Comments on Where the New Jobs Will Come From
The following is an excerpt from an article by John Mauldin concerning prospects for new job growth. Basically we are in for a tough slog. Text in bold is my emphasis.
. . . . As the water in our bucket seeks a new economic level, there are simply going to be fewer jobs to make "stuff," as we consume less. We can't rely on many of the old jobs and industries to come back in short order, as has been the case in the past. In order for new jobs to be created, we are going to have to create new businesses and expand current ones.
The vast majority of new job creation in the US is by small businesses and entrepreneurs. Yet today small business faces a tough environment. Banks have tighter lending policies. Venture capital is tough to find. Competition in a shrinking economy is brutal.
And the Obama administration wants to raise taxes on small businesses by raising taxes on the "rich." 75% of those rich he targets are small businesses who need capital in order to grow, but are having trouble getting it from banks.
Sure, entrepreneurs will do what they have to do, and higher marginal tax rates will typically not keep them from working as hard as possible to make their businesses successful. If the tax rates of the large majority of businessmen and women go back to the pre-Bush level, it will not make us close our businesses, but it will cut down on the capital we have available to expand. It will slow down economic growth and hinder job creation. There is just no getting around that fact.
There is a reason that high-tax states have higher unemployment rates and lower job growth. Taxes have consequences for economic growth. (I am not sure the consequences will be that severe. Certainly lower tax rates did not help out that much.)
The sad reality is that it is going to take a long time to get back to acceptable employment levels in the US. It now takes an average of over 21 weeks to find a new job, a new record. Stories from friends in the financial services business are particularly difficult, as there are many very highly qualified people for every job that comes available. And it is not going to get better any time soon.
How could we add 120,000 new jobs while unemployment is going up? Because the number of people looking for jobs is growing far faster, as more and more young people come into the market place and couples now find they both must look for a job. And that is a trend that is going to continue.
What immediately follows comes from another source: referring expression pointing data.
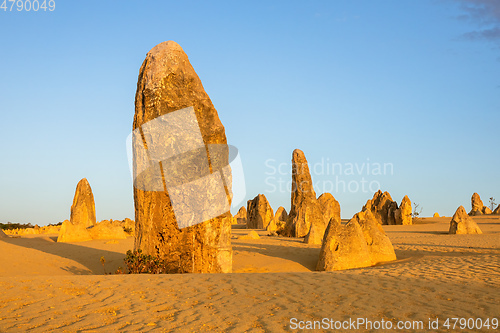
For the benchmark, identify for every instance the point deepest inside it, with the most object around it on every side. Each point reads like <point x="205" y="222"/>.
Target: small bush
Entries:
<point x="139" y="263"/>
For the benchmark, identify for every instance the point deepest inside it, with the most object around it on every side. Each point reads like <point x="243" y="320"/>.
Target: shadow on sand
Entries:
<point x="87" y="256"/>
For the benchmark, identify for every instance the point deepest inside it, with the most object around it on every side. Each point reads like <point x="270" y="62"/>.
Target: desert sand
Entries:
<point x="48" y="286"/>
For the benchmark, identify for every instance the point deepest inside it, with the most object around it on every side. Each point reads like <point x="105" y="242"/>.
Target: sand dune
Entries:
<point x="48" y="286"/>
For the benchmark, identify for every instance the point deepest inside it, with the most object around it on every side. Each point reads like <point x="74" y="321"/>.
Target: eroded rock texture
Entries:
<point x="259" y="213"/>
<point x="461" y="223"/>
<point x="304" y="209"/>
<point x="185" y="178"/>
<point x="478" y="208"/>
<point x="83" y="208"/>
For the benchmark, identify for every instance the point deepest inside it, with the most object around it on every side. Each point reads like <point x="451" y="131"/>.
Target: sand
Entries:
<point x="47" y="286"/>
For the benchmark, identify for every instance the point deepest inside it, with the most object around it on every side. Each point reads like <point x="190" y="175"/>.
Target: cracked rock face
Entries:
<point x="304" y="209"/>
<point x="461" y="223"/>
<point x="259" y="213"/>
<point x="83" y="208"/>
<point x="188" y="179"/>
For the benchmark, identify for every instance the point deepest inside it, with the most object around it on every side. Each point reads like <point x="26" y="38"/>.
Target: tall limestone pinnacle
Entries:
<point x="83" y="208"/>
<point x="82" y="215"/>
<point x="304" y="209"/>
<point x="186" y="152"/>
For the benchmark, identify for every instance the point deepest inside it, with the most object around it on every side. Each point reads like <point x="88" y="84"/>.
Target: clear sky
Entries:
<point x="414" y="85"/>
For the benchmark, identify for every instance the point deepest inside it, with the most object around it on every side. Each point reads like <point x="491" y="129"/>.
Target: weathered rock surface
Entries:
<point x="477" y="205"/>
<point x="304" y="208"/>
<point x="167" y="83"/>
<point x="311" y="213"/>
<point x="344" y="247"/>
<point x="72" y="233"/>
<point x="259" y="213"/>
<point x="403" y="213"/>
<point x="461" y="223"/>
<point x="83" y="208"/>
<point x="281" y="214"/>
<point x="82" y="215"/>
<point x="330" y="208"/>
<point x="478" y="208"/>
<point x="107" y="230"/>
<point x="379" y="245"/>
<point x="241" y="216"/>
<point x="129" y="226"/>
<point x="382" y="207"/>
<point x="277" y="225"/>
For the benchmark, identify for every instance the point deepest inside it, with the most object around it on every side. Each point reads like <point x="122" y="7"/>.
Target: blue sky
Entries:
<point x="413" y="84"/>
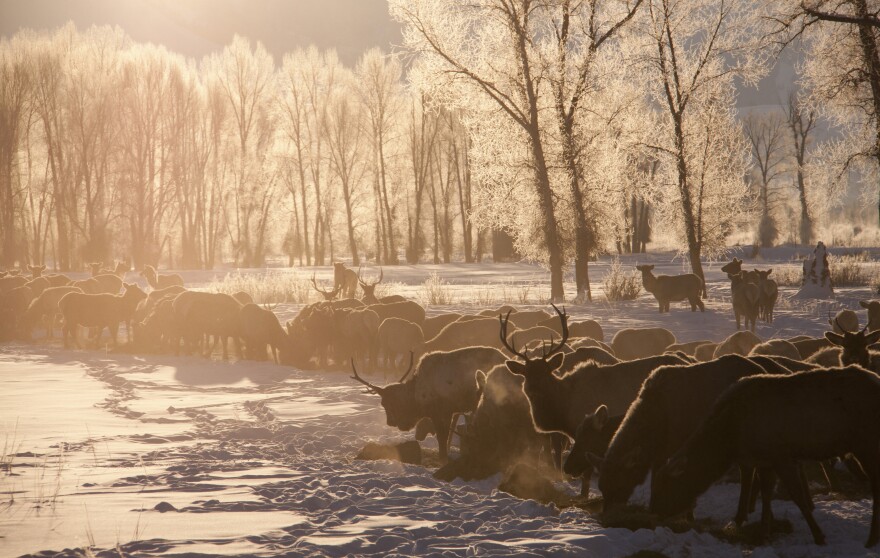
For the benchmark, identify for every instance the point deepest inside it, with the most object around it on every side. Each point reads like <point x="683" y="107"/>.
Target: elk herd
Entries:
<point x="533" y="387"/>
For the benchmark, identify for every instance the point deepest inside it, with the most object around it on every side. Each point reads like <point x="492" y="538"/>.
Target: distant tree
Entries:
<point x="802" y="124"/>
<point x="691" y="53"/>
<point x="767" y="134"/>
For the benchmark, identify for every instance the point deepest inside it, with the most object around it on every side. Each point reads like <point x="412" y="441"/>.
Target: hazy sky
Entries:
<point x="197" y="27"/>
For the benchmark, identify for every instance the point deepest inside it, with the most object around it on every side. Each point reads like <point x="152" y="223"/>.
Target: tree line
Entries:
<point x="578" y="127"/>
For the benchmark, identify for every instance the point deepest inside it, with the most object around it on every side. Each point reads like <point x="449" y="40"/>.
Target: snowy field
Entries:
<point x="161" y="455"/>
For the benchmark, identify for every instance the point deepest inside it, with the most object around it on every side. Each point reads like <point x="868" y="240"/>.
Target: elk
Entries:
<point x="99" y="310"/>
<point x="442" y="387"/>
<point x="160" y="281"/>
<point x="36" y="270"/>
<point x="344" y="279"/>
<point x="500" y="432"/>
<point x="768" y="295"/>
<point x="636" y="343"/>
<point x="845" y="320"/>
<point x="854" y="347"/>
<point x="44" y="308"/>
<point x="761" y="421"/>
<point x="873" y="308"/>
<point x="369" y="289"/>
<point x="673" y="288"/>
<point x="669" y="407"/>
<point x="746" y="297"/>
<point x="260" y="327"/>
<point x="327" y="295"/>
<point x="558" y="403"/>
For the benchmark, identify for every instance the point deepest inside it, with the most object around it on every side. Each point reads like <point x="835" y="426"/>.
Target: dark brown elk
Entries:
<point x="558" y="403"/>
<point x="44" y="309"/>
<point x="160" y="281"/>
<point x="763" y="421"/>
<point x="591" y="439"/>
<point x="325" y="294"/>
<point x="746" y="298"/>
<point x="99" y="311"/>
<point x="36" y="270"/>
<point x="442" y="387"/>
<point x="259" y="328"/>
<point x="873" y="308"/>
<point x="642" y="342"/>
<point x="500" y="433"/>
<point x="669" y="408"/>
<point x="769" y="294"/>
<point x="854" y="347"/>
<point x="369" y="289"/>
<point x="673" y="288"/>
<point x="344" y="280"/>
<point x="208" y="314"/>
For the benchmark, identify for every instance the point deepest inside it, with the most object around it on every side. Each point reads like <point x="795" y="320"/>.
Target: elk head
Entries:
<point x="328" y="295"/>
<point x="732" y="268"/>
<point x="398" y="399"/>
<point x="854" y="345"/>
<point x="370" y="288"/>
<point x="36" y="270"/>
<point x="535" y="369"/>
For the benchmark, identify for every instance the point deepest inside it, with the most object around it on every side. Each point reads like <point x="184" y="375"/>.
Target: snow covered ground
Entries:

So many bullish analysts talk about the second derivative of growth, by which they mean that we are slowing our descent into recession. But it is not the second derivative that is important. What is important is that the first derivative, actual growth, return. Until that time, unemployment will continue to rise, which is going to put pressure on incomes and consumer spending, and thus corporate profits.
Profits in the first quarter, with nearly 90% of companies reporting, are down over 50% from last year and are 18% less than estimates. Yes, inventories are down, but so is final demand from consumers and businesses. There is a reason that GM and Chrysler are shutting down for two months this summer. That will percolate throughout the economy.
As the realization that the economy is not due for a robust recovery sinks in, I think the chances for another serious bear market test of the stock market lows will become increasingly high. As David Rosenberg said in his final memo from Merrill Lynch (and good luck to him in his new position, where I hope we all still get to read his very solid analysis!), if a few weeks ago someone had said you could sell all your stocks 40% higher, most of you would have hit that bid.
Now that price has in fact been bid. Do you want to gamble on a renewed bull run in the face of a continually shrinking economy? I suggest you give it some serious thought, or at least put in some very real stop-loss protection.